No Forensic Search Decision Is Needed in the Search Process of Metruk Buildings
In this short article, the existence of a judicial search warrant is required in the search operations carried out pursuant to Article 116 of the CMK desolate That there is no need for a judicial search decision in the buildings referred to as, and that a decision on a preventive coat of arms is sufficient 22.01.2019 Date 2019/ 235-41The summary text of the Basic Decision No.
Indeed, while the existence of a search warrant is required in Article 116 of the CMK “Searches to be carried out in the dwellings of persons”, and the buildings referred to as metros also do not need a judicial search warrant. In searches of metruk buildings, “public or public place” within the meaning of paragraph 4 (d) of Article 9 of the PVSK A search may be made in accordance with the decision of a preventive search in this place for the purpose of preventing the commission of a crime or danger, as covered by it.
In order to better understand this issue, we need to mention what should be understood from the term “Housing”, which is protected by the legislator;
Housing: They are convenient places for people to stay for permanent or temporary residence and shelter.
Metruk: It means abandoned, dilapidated.
In light of the above definitions, it follows that the legislator includes the concept of “housing” in the cases required for a judicial search decision, while for ““residential” places, a judicial search decision is not needed. Here is the summary of the decision that exactly in the search operations to be carried out in metered buildings there is no need for a judicial search decision, the prevention search is sufficient as follows;
CRIMINAL GENERAL ASSEMBLY OF THE SUPREME COURT
22.01.2019 History
2019/ 235-41 Main Decision
SUMMARY: that the place where the subject of the crime heroin was seized is a residential building cannot be considered as a place of residence that can be searched by means of a “judicial search warrant” or a “written search warrant”, so that checks carried out in such places by law enforcement officers cannot be considered as a search operation in the technical sense provided for in articles 116 et seq. of the CMK, for these reasons, European Human Rights and fundamental rights and freedoms in respect of “Privacy of private life” and “inviolability of housing” guaranteed under Articles 20 and 21 of the Constitution If it is observed that there can be no violation of Article 8 of the Convention entitled “Protection of private life and family life”, since the said structure remains within the scope of “Public or public place” within the meaning of Article 9/4-d of the PVSK, where a search for prevention in order to prevent the commission of a crime or danger can be searched for the purpose of preventing the commission of crime or danger, it is necessary to accept that there is no illegality in its transmission and that the evidence obtained can be based on the judgment.
TEXT OF THE DECISION: The dispute between the Private Chamber and the Prosecutor General's Office of the Supreme Court, which must be resolved by the General Assembly of the Criminal Court, relates to the determination of the lawfulness of the search in relation to the crime of trafficking drugs assigned to the accused.

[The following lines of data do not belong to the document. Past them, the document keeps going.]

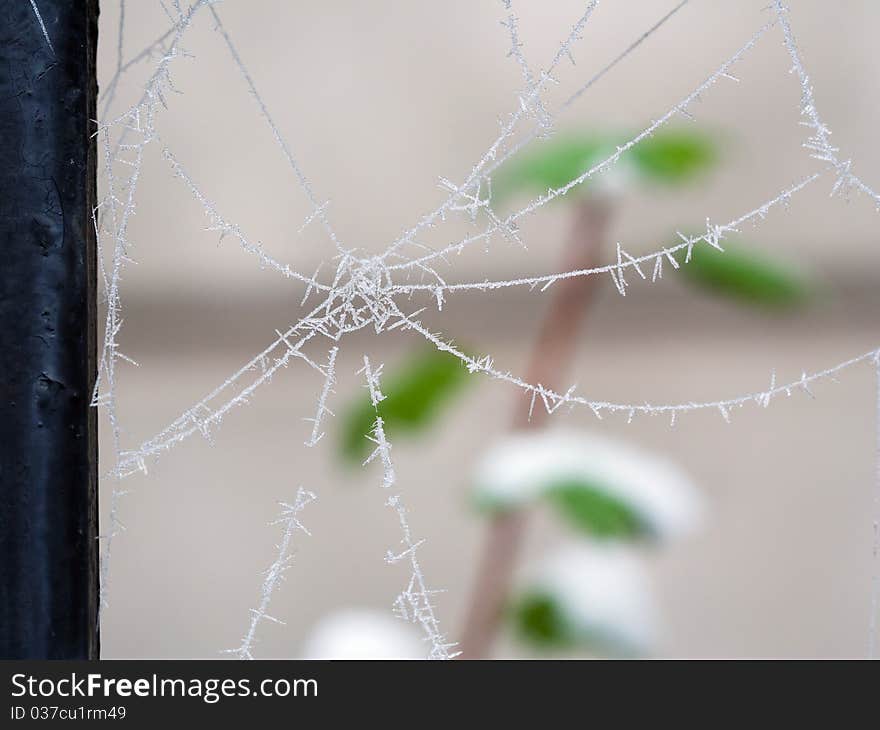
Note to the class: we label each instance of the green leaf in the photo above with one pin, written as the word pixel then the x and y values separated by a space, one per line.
pixel 595 511
pixel 537 620
pixel 744 274
pixel 414 395
pixel 671 156
pixel 550 164
pixel 674 156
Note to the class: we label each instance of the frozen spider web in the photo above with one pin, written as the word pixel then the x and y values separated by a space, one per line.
pixel 379 292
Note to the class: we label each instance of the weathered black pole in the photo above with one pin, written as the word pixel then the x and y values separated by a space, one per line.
pixel 48 431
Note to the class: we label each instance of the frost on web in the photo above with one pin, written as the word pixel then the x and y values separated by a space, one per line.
pixel 416 602
pixel 374 292
pixel 274 574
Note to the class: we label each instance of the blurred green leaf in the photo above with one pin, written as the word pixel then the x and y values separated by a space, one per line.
pixel 415 393
pixel 671 156
pixel 595 511
pixel 537 620
pixel 550 164
pixel 744 274
pixel 674 156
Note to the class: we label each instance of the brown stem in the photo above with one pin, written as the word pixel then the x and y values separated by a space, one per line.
pixel 551 357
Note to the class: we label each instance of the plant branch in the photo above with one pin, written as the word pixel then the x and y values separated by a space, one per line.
pixel 551 357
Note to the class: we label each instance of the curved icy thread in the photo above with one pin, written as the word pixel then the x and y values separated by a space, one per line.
pixel 415 602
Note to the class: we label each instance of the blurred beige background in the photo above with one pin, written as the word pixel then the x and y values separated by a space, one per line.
pixel 377 100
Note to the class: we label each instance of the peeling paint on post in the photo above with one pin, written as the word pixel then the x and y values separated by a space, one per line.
pixel 48 431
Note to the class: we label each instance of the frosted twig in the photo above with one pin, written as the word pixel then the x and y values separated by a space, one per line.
pixel 553 193
pixel 819 144
pixel 275 574
pixel 225 228
pixel 329 382
pixel 525 103
pixel 875 547
pixel 553 400
pixel 415 602
pixel 42 26
pixel 318 207
pixel 712 236
pixel 538 129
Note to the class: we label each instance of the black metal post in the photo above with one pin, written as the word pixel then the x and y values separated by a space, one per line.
pixel 48 431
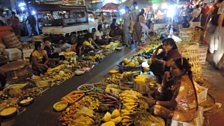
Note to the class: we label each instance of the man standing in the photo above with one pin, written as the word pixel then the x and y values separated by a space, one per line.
pixel 126 26
pixel 2 19
pixel 32 21
pixel 15 23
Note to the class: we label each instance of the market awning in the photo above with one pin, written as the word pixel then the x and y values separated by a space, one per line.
pixel 140 3
pixel 110 7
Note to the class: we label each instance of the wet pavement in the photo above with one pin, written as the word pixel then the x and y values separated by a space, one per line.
pixel 40 113
pixel 215 79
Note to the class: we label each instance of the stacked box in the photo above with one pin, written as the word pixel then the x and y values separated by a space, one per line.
pixel 13 54
pixel 190 50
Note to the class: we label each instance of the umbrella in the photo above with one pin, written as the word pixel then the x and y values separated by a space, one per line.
pixel 110 7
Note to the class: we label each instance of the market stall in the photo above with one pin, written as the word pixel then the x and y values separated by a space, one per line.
pixel 122 97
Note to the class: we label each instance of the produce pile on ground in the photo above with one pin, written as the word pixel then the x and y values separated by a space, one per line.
pixel 22 94
pixel 114 101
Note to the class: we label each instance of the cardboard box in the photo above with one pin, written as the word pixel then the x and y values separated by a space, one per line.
pixel 13 54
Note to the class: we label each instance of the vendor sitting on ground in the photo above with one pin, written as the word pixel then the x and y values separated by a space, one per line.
pixel 50 51
pixel 114 29
pixel 99 37
pixel 39 59
pixel 88 45
pixel 160 62
pixel 183 105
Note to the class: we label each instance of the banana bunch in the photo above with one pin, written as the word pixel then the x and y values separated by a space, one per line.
pixel 129 99
pixel 149 47
pixel 86 43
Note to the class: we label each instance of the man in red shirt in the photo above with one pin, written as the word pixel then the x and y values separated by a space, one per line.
pixel 15 23
pixel 204 15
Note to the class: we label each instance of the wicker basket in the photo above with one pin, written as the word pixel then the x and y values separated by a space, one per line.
pixel 190 50
pixel 202 54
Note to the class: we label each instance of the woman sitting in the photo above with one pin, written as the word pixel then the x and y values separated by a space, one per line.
pixel 39 59
pixel 183 105
pixel 51 51
pixel 160 62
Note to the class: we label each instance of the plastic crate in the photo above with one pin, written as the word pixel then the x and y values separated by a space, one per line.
pixel 202 54
pixel 127 68
pixel 198 121
pixel 202 95
pixel 27 53
pixel 13 54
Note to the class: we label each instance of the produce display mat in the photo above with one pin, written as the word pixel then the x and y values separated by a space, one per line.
pixel 42 107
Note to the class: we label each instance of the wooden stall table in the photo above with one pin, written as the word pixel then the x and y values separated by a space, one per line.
pixel 16 69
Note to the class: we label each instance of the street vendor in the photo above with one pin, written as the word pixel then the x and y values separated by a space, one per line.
pixel 88 45
pixel 51 51
pixel 161 61
pixel 183 104
pixel 99 36
pixel 39 59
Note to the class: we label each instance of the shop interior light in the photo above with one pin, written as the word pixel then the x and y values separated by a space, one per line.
pixel 21 4
pixel 154 6
pixel 33 12
pixel 145 64
pixel 122 11
pixel 171 11
pixel 22 8
pixel 164 6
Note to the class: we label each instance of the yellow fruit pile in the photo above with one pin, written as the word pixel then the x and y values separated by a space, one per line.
pixel 129 99
pixel 112 119
pixel 141 79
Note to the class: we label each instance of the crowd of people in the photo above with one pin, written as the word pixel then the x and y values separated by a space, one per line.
pixel 176 96
pixel 14 21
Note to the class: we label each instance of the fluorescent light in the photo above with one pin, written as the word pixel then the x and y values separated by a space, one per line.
pixel 21 4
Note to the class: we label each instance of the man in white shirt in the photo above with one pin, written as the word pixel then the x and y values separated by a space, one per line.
pixel 196 14
pixel 99 37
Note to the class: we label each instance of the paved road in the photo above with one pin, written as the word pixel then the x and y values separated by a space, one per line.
pixel 40 113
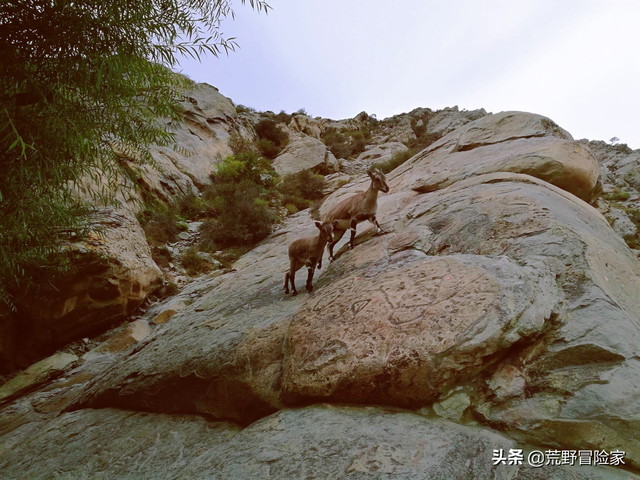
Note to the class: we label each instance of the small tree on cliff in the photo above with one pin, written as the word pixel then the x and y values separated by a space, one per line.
pixel 78 76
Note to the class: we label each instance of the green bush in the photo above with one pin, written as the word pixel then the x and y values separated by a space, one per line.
pixel 239 144
pixel 243 217
pixel 243 166
pixel 160 224
pixel 190 206
pixel 194 264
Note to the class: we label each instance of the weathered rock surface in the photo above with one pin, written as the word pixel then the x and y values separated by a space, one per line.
pixel 36 375
pixel 305 124
pixel 322 441
pixel 304 153
pixel 494 299
pixel 203 136
pixel 524 273
pixel 110 444
pixel 381 153
pixel 505 142
pixel 115 273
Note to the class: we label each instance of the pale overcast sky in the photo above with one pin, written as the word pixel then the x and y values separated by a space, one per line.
pixel 574 61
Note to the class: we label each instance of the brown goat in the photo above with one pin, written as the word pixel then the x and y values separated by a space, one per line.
pixel 356 209
pixel 307 252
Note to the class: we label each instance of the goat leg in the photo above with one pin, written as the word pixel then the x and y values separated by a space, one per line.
pixel 310 279
pixel 354 223
pixel 375 222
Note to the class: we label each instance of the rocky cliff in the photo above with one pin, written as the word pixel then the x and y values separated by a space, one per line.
pixel 498 311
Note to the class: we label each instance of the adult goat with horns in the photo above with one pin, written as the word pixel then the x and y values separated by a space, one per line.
pixel 355 209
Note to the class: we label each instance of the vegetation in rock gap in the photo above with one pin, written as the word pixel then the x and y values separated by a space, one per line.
pixel 300 190
pixel 347 143
pixel 272 139
pixel 195 264
pixel 79 78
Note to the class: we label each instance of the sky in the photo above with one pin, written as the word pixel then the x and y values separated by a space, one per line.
pixel 574 61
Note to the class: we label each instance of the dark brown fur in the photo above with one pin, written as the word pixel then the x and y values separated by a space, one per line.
pixel 307 252
pixel 356 209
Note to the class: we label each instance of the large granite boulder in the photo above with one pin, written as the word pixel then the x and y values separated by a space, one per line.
pixel 494 299
pixel 202 137
pixel 498 283
pixel 114 273
pixel 303 153
pixel 505 142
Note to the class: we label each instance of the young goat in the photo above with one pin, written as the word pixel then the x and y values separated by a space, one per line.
pixel 356 209
pixel 307 252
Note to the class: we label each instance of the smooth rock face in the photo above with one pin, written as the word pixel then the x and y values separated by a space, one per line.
pixel 493 298
pixel 112 444
pixel 37 374
pixel 403 335
pixel 506 142
pixel 301 154
pixel 323 441
pixel 305 124
pixel 345 442
pixel 115 274
pixel 203 134
pixel 381 153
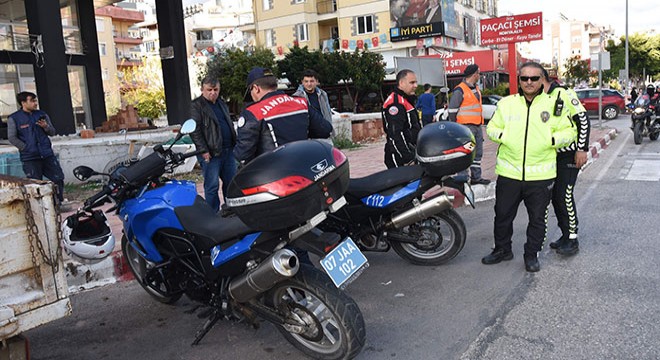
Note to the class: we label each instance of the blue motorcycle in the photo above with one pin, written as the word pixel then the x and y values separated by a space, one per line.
pixel 241 266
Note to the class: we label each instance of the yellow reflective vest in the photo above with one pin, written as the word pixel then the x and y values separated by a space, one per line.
pixel 528 137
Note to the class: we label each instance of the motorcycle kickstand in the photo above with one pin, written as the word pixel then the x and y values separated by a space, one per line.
pixel 210 322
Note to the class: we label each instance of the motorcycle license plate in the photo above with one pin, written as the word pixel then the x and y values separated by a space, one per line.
pixel 344 263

When the subject of the dispute is considered in the light of these statements;
On 31.10.2014, at 20.58 hours, the KOM Branch Directorate reported that “D.Mahallesi, Asayiş Branch are selling drugs in the ruined building located in the field behind Asayiş Branch”, the officers went to the place in question at 21.30 on the same day, and the place mentioned in the notice was “a single floor with no windows and doors, in a semi-ruined state, without windows and doors. Preventive search of the 1st Magistrate's Court, in which they saw that it was a “metruk building” and entered the building, where they saw the defendant sitting on a cushion in the only available room and witnesses M. O. and S. In accordance with the decision, in the search conducted in the warehouse building, witnesses and witnesses and the accused were seized in the form of a book sheet wrapped in a book sheet (1), and pieces of paper on the side of the mat that were considered to be used for drug packaging;
In accordance with Appendix 5 of the PVSK No. 2559, law enforcement officers assigned to follow up the events in order to more effectively combat drug crimes, went to the said place to investigate the accuracy of the report, where they found that the place was a ruined building, had no windows and doors and was in a semi-dilapidated state, from their professional experience on seeing the defendant sitting on a cushion in the room lit by candles when the officers entered the building, and witnesses from their professional experience on seeing BC and S. That the right and necessity to intervene in the named persons based on the reasonable reason arising from the impression they made of the situation in which they were in arose, that no criminal element was found in the search carried out on the witnesses and the accused in the search carried out on the accused, and during the checks carried out in the room, the persons were not packed with the subject matter under the cushion where the persons appeared to be sitting It is understood that pieces of paper deemed to have been used have been seized.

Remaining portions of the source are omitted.